UNTERNEHMENSKULTUR - EIN WICHTIGER ERFOLGSFAKTOR FÜR VEREINBARKEIT

Feuerwehrmann und Feuerwehrfrauen in Uniform vor einem Fahrzeug

DGB/kzenon/123RF.com

 

Eine Unternehmenskultur, die Vereinbarkeit von Arbeit und Privatem anstrebt, rechnet sich. Auch immer mehr ArbeitgeberInnen erkennen die Vorteile. Dennoch schätzen Beschäftigte und Management die tatsächlich gelebte Vereinbarkeit häufig recht unterschiedlich ein. Während das Unternehmen sich oft als schon sehr weit vorne bei dem Thema darstellt, erlebt die Belegschaft das nicht selten anders.

 

Faktoren für eine familienfreundliche Unternehmenskultur

Welche konkreten Elemente sollte eine vereinbarkeitsfreundliche Unternehmenskultur enthalten? Grundsätzlich gilt: Privates sollte nicht als „Störfaktor“ gesehen werden. Regelungen, die eine Integration der beiden Bereiche beinhalten, sollten als Gewinn für alle Seiten behandelt und dargestellt werden.

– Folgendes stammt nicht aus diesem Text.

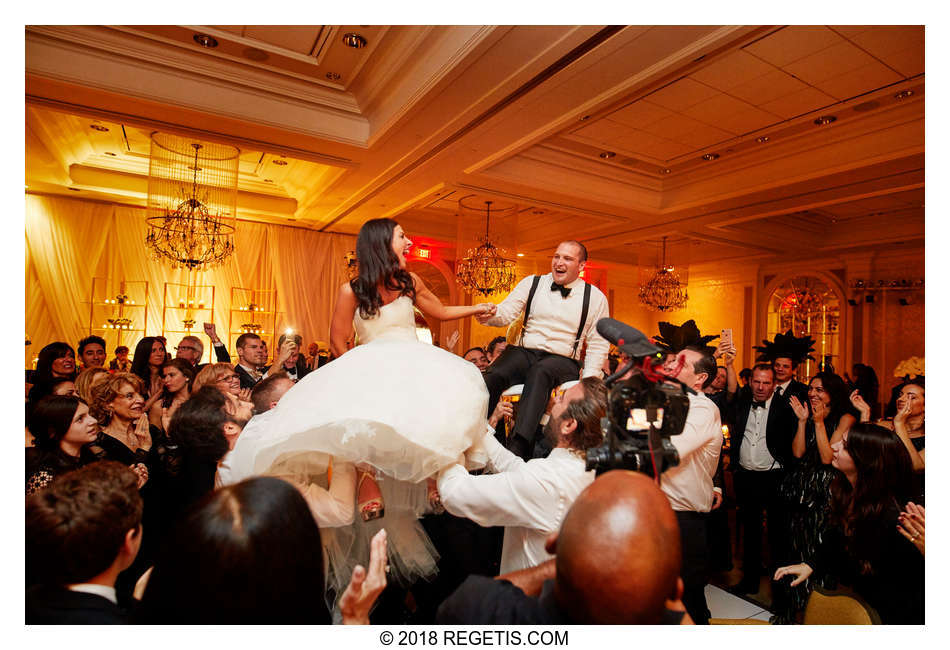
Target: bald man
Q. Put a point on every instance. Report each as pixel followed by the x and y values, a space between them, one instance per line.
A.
pixel 617 562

Grundlage für eine familienfreundliche Unternehmenskultur sind passgenaue Maßnahmen, die den Wünschen und Bedürfnissen der Beschäftigten in unterschiedlichen Lebensphasen und -lagen entsprechen. Noch allzu oft werden vor allem die weiblichen Beschäftigten als Adressaten gesehen. Eine moderne Vereinbarkeitskultur im Unternehmen nimmt aber Männer gleichermaßen in den Fokus.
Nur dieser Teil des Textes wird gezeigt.